John Dalberg-Acton, mais conhecido como Lord Acton, historiador, jornalista e político britânico, numa missiva que se tornaria lendária, dirigida ao bispo Mandell Creighton – chegou a ser Bispo de Londres -, disse a sua proverbial frase em 1887: “Power tends to corrupt, and absolut power corrupts absolutely in such manner that great men are almost always bad man” (“O poder tende a corromper, e o poder absoluto corrompe absolutamente, de tal modo que os grandes homens são quase sempre homens maus.”) Isto foi dito em 1887, há 130 anos, e permanece actualíssimo! Dir-se-ia: é um pensamento daquele, deste e de todos os tempos.

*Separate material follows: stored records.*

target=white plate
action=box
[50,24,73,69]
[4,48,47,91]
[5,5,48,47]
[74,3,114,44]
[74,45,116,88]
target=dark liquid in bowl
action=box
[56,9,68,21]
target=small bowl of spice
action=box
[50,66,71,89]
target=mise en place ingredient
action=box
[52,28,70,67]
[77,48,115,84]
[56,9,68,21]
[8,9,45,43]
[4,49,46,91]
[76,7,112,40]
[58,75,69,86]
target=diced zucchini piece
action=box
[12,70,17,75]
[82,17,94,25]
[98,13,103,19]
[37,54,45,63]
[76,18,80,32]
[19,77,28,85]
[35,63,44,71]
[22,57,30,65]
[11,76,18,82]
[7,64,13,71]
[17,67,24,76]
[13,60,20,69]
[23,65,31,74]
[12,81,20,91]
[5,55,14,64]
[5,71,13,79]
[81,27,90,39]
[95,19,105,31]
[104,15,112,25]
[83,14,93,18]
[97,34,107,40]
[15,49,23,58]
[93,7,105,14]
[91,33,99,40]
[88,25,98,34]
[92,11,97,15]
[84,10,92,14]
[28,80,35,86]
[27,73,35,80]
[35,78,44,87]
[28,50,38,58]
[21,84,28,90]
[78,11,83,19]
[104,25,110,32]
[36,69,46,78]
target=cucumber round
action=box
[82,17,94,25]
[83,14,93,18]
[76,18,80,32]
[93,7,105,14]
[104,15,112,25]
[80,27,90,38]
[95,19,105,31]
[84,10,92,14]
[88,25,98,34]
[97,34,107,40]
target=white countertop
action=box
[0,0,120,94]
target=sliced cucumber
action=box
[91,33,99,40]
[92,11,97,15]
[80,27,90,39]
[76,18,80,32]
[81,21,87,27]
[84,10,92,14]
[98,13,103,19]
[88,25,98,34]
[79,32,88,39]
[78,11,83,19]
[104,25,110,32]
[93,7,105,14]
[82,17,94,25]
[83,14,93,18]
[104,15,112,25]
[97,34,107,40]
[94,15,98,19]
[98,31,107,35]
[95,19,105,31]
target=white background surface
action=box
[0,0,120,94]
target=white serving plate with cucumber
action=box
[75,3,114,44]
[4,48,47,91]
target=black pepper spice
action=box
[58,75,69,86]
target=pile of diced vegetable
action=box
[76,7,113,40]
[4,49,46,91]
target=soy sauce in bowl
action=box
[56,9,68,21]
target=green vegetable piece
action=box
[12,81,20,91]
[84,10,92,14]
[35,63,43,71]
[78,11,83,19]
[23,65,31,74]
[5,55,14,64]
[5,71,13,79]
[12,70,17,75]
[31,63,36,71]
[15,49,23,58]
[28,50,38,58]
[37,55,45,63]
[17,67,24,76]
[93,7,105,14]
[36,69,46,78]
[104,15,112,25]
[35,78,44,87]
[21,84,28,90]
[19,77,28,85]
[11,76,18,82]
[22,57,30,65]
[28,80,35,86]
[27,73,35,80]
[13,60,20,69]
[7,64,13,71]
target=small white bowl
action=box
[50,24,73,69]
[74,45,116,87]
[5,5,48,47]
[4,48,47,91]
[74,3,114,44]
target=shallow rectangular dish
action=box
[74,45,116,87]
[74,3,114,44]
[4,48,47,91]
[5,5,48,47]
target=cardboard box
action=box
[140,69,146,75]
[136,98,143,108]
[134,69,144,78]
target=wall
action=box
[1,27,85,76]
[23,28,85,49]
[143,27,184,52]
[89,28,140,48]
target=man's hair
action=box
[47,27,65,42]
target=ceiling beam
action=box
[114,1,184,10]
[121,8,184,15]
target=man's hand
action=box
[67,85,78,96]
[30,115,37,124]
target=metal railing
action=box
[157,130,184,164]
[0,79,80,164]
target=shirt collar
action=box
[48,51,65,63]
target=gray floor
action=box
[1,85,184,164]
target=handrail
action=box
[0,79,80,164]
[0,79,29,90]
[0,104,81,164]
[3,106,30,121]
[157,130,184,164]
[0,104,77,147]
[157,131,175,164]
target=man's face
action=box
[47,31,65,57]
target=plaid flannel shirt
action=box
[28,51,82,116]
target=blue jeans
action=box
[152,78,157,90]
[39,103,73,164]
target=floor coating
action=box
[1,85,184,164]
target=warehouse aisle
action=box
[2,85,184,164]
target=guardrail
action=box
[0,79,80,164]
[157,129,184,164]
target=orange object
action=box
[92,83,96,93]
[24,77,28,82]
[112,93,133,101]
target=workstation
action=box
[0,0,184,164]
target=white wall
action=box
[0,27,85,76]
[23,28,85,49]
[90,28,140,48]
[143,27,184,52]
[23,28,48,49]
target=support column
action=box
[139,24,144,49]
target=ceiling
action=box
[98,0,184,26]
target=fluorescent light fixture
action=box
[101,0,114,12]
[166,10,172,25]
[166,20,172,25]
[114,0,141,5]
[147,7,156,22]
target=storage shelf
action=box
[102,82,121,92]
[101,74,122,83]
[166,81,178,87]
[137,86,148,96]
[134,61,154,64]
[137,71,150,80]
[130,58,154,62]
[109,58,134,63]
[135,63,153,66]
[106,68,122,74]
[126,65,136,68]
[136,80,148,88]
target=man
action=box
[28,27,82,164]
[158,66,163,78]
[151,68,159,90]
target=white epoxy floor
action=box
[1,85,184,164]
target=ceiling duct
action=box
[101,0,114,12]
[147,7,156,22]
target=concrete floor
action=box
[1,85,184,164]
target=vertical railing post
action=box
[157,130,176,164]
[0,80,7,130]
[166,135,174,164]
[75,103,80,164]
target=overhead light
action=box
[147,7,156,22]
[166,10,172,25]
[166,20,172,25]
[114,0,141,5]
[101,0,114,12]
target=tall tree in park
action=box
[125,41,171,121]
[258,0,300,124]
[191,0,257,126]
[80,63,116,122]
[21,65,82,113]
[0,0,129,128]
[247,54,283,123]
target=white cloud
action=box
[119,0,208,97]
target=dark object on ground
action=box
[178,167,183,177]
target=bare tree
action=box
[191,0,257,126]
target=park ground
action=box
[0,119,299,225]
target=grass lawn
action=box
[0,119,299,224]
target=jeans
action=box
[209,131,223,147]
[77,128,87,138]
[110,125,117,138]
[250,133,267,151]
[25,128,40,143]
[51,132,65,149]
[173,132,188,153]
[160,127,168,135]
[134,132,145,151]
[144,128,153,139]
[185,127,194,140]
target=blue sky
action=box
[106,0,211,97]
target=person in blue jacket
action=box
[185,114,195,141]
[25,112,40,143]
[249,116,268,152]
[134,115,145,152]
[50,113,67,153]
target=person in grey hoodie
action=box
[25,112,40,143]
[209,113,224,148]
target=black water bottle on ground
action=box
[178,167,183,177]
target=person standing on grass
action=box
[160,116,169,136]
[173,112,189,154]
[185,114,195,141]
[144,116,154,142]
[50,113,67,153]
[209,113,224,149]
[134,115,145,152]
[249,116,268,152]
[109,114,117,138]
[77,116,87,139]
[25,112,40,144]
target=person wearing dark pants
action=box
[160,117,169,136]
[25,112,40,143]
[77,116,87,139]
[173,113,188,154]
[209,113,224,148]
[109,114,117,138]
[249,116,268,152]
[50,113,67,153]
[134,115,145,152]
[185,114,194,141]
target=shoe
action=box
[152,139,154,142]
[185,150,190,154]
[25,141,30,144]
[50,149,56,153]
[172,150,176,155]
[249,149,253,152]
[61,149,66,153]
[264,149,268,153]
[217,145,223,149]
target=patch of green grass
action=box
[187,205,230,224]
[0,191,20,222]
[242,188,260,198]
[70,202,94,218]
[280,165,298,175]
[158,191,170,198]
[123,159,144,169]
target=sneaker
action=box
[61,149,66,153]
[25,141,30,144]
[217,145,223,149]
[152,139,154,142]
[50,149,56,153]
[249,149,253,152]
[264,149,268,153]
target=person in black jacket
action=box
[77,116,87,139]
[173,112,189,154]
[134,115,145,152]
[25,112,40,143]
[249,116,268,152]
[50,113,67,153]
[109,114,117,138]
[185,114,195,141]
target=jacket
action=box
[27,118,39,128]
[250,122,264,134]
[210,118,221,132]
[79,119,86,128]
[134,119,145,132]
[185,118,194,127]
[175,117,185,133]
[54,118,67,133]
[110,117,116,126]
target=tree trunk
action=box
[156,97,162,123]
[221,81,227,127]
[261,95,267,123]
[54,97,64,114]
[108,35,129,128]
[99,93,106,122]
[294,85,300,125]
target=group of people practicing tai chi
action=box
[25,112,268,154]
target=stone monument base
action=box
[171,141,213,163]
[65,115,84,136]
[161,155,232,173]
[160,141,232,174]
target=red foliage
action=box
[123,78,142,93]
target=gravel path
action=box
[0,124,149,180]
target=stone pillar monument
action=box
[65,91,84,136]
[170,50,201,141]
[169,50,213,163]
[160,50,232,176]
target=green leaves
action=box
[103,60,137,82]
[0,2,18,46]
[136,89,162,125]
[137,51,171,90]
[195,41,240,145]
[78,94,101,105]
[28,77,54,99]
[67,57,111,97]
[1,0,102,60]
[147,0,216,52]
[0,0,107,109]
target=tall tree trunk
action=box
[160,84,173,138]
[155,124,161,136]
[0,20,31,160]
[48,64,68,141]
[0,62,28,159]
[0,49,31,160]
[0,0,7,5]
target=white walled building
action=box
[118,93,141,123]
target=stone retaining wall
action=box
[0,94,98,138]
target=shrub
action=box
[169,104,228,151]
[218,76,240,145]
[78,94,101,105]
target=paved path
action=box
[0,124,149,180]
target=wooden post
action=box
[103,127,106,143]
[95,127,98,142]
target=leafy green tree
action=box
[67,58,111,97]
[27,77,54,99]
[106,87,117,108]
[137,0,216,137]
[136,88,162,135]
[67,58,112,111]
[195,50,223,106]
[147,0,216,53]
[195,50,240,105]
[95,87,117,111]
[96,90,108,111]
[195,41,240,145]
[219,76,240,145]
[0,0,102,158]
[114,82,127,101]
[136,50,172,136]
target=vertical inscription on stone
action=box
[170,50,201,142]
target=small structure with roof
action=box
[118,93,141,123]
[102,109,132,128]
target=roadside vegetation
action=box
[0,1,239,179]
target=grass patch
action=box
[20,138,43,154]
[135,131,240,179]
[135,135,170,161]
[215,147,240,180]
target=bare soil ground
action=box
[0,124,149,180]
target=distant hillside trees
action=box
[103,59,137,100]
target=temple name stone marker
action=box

O escritor colombiano Gabriel García Márquez lembrou-se do Lord Acton e da sua lendária frase quando escreveu a sua obra seminal sobre o poder absoluto – sobre os ditadores: O Outono do Patriarca. Mas antes vira, na madrugada de 23 de Janeiro de 1958, em Caracas, o avião que levava Pérez Jiménez, a sua mulher, as suas filhas, os seus ministros e alguns amigos em fuga da Venezuela. O ditador, que tinha a cara inflamada por uma neuralgia – conta-se – estava furioso com o seu ajudante: na precipitação da fuga, este esquecera, no chão da pista do aeródromo, uma maleta com onze milhões de dólares. A queda de Jiménez, a primeira queda de um ditador naquela geografia mítica, levou o escritor colombiano a escrever aquele livro. Contou-o mais tarde a Plinio Apuleyo de Mendoza, seu amigo igualmente indefectível, numa conversa que está no livro de ambos – O Cheiro da Goaiba.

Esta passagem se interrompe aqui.